Suddenly, negative feelings are seen as some kind of disease or aberration, something that needs to be cured immediately. That has become obvious with all the variety of “happy pills” that the pharmaceutical industry doles out like PEZ Candy. I mean, how did our parents and grandparents survive without prescriptions like Xanax, Zoloft, Prozac, Valium, and Ambien?
YOU ARE FINE AS YOU ARE
The Lancet, a prestigious medical journal, published a study on 700,000 middle-aged women showing that there may not be a link between happiness and health as other studies in the past have claimed.
Even more interesting than the results were people’s reactions, Grumpy people jumping for joy as they no longer had to put up with claims that their bad attitude was endangering their health. Others were irritated to discover that all their efforts to be happier might not result in good health and longer life as they thought.

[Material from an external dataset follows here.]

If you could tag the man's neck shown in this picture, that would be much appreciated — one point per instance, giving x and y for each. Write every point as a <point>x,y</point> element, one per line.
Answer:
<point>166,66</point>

But here’s the thing. The giddy kind of happiness we all expect is not the norm. Life can be a struggle at times, full of disappointments, failures, and challenges.
Many people who make happiness their goal are trying to avoid the uncomfortable negative feelings that come with the normal ups and downs of life. We can not be happy all the time. Baby boomers are old and wise enough to know that happiness can be fleeting and fickle.
Everyone has those heartbreaking moments when it’s impossible to be a Pollyanna. For example, a couple of years ago I was not jumping for joy to see my mom die after suffering from a horrible disease. When I started writing, I wasn’t exactly elated when stacks of rejection letters filled my mailbox. Or ecstatic when the people I loved betrayed me. You understand me.
Should we keep trying to aim for a positive attitude? Definitely. Will we always get it? Do not.
The groundbreaking work of Iris Mauss supported the idea that striving for happiness may actually cause more harm than good. “When people want to be happy, they set higher standards by which they are more likely to fall short,” she said. “This, in turn, can lead to increased discontent and, in turn, lower levels of happiness and well-being.”
Mauss explained that he is not saying, ‘Don’t try to be happy.’ If you give people the right tools, they can increase their happiness and well-being, she says. It’s an exaggerated focus on happiness that can have drawbacks.
No matter where you are on the happiness spectrum, which is partly down to your genes, self-acceptance is key.
Let’s face it, I’m never going to be giddy and giggly, but that’s okay. If you are like me, a little serious, you can take comfort in studies that show too much joy and can make you gullible, selfish and less successful. A little bit of unhappiness, in fact, can inspire us to make the necessary changes in life.
HAPPINESS SHOULD NOT BE A GOAL
“Happiness is not a goal…it is a byproduct of a life well lived,” said Eleanor Roosevelt.
So, let’s put aside happiness as a goal. Aim for fulfillment instead. Strive for satisfaction. Set your sights on inspiration and adventure. Search for purpose and meaning in life.
If you baby boomers make those your goals, you’re more likely to feel the joy and happiness you’ve been searching for all along without even trying.